KP and I understood our bodies. We ate vegan, produce-based meals. Ones that crunched in your mouth from the vegetables. We drank green juice, unsweetened. We only wore bright colors. Yellow, orange, white. Bleached hair. Billowy fabric—parachutes during bike rides. Finger painting in the grass. Kayaks cutting through lily pads. Ice cubes in the jungle juice. Perpetual thirst. Incidental tans. Sweat. Sweat. Buckets of it. We were experts in the chemistry of ourselves. Quantifying the vitamins in sunlight and the endorphins in activity—we measured our doses. KP and I knew how to make ourselves happy.
Sometimes the sun rose and one of us muttered the forecast to the other like a morning bird.
“I feel like killing myself.”
“There a reason? Or is it just chemical?”
“Just chemical.”
“Ah.”
And with that, you’d sip your coffee, knowing there was nothing much to do.
Manifestation was the rage. Thanks to the masks, you could get away with forgetting to brush your teeth, or whispering to yourself in public. Oftentimes, between trips to parties, coffeeshops, new friends’ houses, and any other building with central A/C, I whispered to myself. Over and over.
“I am not sad.”
“I am not sad.”
“I am not sad.”
On weekdays, Anne—a friend I had made from the radio station—and I would go to the library. Each of us would pick out films from countries we barely knew, and binge them until we melted into the carpet like candle wax. There were ice-cream flavors I never heard of. Bugs I’d never seen. Prior to that summer, I’d never been hungover.

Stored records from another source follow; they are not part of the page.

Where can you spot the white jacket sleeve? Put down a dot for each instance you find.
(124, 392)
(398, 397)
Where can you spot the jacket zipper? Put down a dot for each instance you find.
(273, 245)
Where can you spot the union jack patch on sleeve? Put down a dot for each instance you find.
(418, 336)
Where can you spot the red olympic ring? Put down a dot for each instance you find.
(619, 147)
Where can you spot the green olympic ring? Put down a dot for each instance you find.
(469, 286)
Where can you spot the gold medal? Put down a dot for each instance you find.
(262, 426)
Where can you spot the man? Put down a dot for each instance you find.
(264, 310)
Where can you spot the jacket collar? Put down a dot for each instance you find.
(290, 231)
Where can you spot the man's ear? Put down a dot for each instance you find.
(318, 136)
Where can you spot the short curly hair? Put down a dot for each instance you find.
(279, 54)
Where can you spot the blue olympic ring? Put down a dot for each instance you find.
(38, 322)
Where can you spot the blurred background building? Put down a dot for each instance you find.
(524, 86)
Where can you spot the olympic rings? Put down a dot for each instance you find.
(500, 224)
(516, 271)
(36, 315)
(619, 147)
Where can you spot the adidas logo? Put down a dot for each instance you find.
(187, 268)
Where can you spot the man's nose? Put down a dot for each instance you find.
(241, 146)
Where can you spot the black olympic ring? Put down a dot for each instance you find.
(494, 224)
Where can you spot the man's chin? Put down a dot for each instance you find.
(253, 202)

On weekends, I went to parties every night. Met people at every corner. The youth was palpable. Everyone was drunk, aspiring, and excited. I was awkward and insistent by nature, but any time I was afraid I reminded myself that I’d never see any of these people again. The chunk of citrine burned a hole in my pocket.

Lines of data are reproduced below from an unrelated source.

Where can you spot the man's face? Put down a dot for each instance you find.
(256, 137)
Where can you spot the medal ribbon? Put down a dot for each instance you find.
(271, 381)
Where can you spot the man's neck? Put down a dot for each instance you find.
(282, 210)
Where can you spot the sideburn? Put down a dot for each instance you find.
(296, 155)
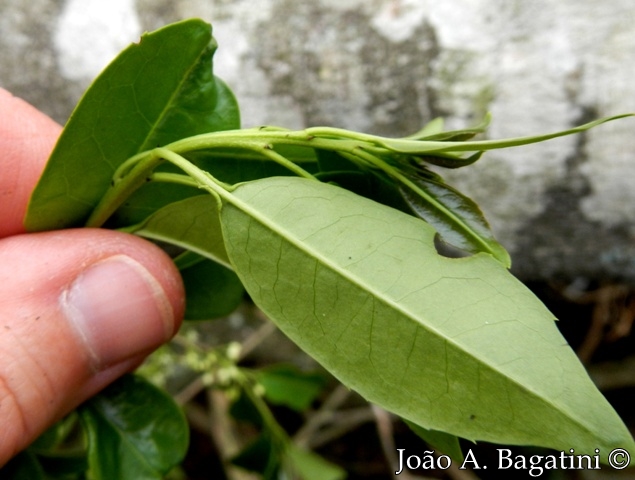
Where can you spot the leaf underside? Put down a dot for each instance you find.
(455, 345)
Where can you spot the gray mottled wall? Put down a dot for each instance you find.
(564, 208)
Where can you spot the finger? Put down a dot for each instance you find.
(27, 137)
(78, 308)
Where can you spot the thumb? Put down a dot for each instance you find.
(78, 308)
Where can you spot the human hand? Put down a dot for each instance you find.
(78, 308)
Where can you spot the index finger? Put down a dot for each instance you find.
(27, 137)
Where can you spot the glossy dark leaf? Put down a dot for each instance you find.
(157, 91)
(212, 290)
(134, 431)
(457, 219)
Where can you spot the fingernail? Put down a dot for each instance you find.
(118, 310)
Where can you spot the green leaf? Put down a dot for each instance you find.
(440, 441)
(289, 386)
(310, 466)
(148, 199)
(134, 431)
(454, 345)
(155, 92)
(459, 220)
(212, 290)
(192, 224)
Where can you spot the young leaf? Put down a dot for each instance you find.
(155, 92)
(134, 431)
(455, 345)
(287, 385)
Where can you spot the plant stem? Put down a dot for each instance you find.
(122, 188)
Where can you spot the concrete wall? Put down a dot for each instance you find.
(563, 209)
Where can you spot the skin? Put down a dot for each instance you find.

“Smiling induces serotonin” KP told me once during breakfast. Birds chirped as the kettle boiled.
“Really? Does it work?”
“It does. I force a smile under my mask every day.”
They produced a stiff, wax-like smile. Eyes scrunched from the tension.
“Oh wow.”
I lathered avocado on some toast and poured the boiling water into a mug of apple cider vinegar.
I smiled beneath my mask for the rest of that summer.
We were chemical. The pandemic was at an all time high and my face was always hidden. Everything was new, constantly redefining like wet clay in the beating sun. It was the happiest I’d ever been. Madison teetered on the edge of something I couldn’t understand. The whole world was right in front of me and I was ready to run it over with my high-beams on.